A ce mot, Jean-Paul Marat, car c’était lui, regarda son interlocuteur avec surprise. Son regard sembla demander une explication qu’il entrevoyait, mais qu’il n’osait comprendre: car, élevé par sa mère dans une croyance religieuse très-sévère, il n’avait pas, lui, le moindre doute sur la main qui avait créé son âme et ses facultés.

— Eh! eh! dit en ricanant le verbeux visiteur, je m’amuse à faire de la philosophie sociale et psychologique transcendante, et c’est bien le cas pourtant en face d’un élève des hautes classes; mais j’oublie de lui dire le plus intéressant de ma visite, c’est que je viens le chercher pour l’emmener en vacances.

— Vous, monsieur! dit avec surprise Paul, qui était loin de voir un protecteur dans un homme qui jusqu’à cette heure n’avait fait que titiller les fibres douloureuses de son âme.

— Oui, moi, mon cher Jean-Paul. Le docteur votre père ne peut venir; il a prié M. Delahart de vous emmener avec votre ami Romain. M. Delahart est descendu à la chancellerie, où Romain est allé le retrouver. Nous avons rendez-vous ici pour vous prendre. Mais j’avais une demi-heure d’avance sur ces messieurs, voilà pourquoi, mon petit ami, je vous ai taquiné pendant une demi-heure. Maintenant nous pouvons descendre; la voiture nous attend évidemment en bas.
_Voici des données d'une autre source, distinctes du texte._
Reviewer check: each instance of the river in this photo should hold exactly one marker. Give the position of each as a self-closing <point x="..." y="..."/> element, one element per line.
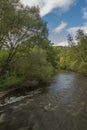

Le visiteur prit sans façon la malle du petit jeune homme d’un côté, en lui recommandant de la prendre de l’autre, et ils descendirent dans la rue, où effectivement les attendait une voiture.

Ce ne fut pas sans quelque souci que Paul regarda cette voiture sur le devant de laquelle il aperçut la tête de son ami Romain. Il s’arrêta tout court. Mais son hésitation ne tint pas, lorsqu’il vit sortir derrière Romain la figure rieuse d’une jeune fille qui sauta lestement à terre et vint se jeter, dans ses bras en lui appliquant deux gros baisers sur les joues.

— Virginie! s’écria-t-il tout ému.

— C’est moi, mon petit Jean-Paul, répondit la jeune fille en se retirant d’un pas pour mieux contempler son ami. Mais comme tu es beau! Sais-tu qu’il y a plus de deux ans que je ne t’ai vu? Ah! étions-nous enfants à cette époque! Te souviens-tu qu’on nous appelait toujours Philémon et Bauois, à causé du bon petit ménage que nous faisions ensemble dans nos jeux?

— C’est bon, mais hâtons-nous; vous parlerez de cela plus tard, cria une voix impérieuse qui sortit du fond de la voiture.

C’était la voix du père de Romain, de M. Delahart. Mais Virginie n’entendait rien, elle était tout entière à Jean-Paul. L’arrivée subite et bruyante d’une carriole, qui secouait sans pitié sur son banc solidement rivé aux deux extrémités un paysan et sa fille, calma mieux que la voix de M. Delahart l’entrain de Virginie.

La carriole s’arrêta en face de Paul, que la jeune paysanne appela vers elle. Puis, s’avançant sur le timon, elle lui tendit les deux bras pour lui demander de la descendre de son véhicule.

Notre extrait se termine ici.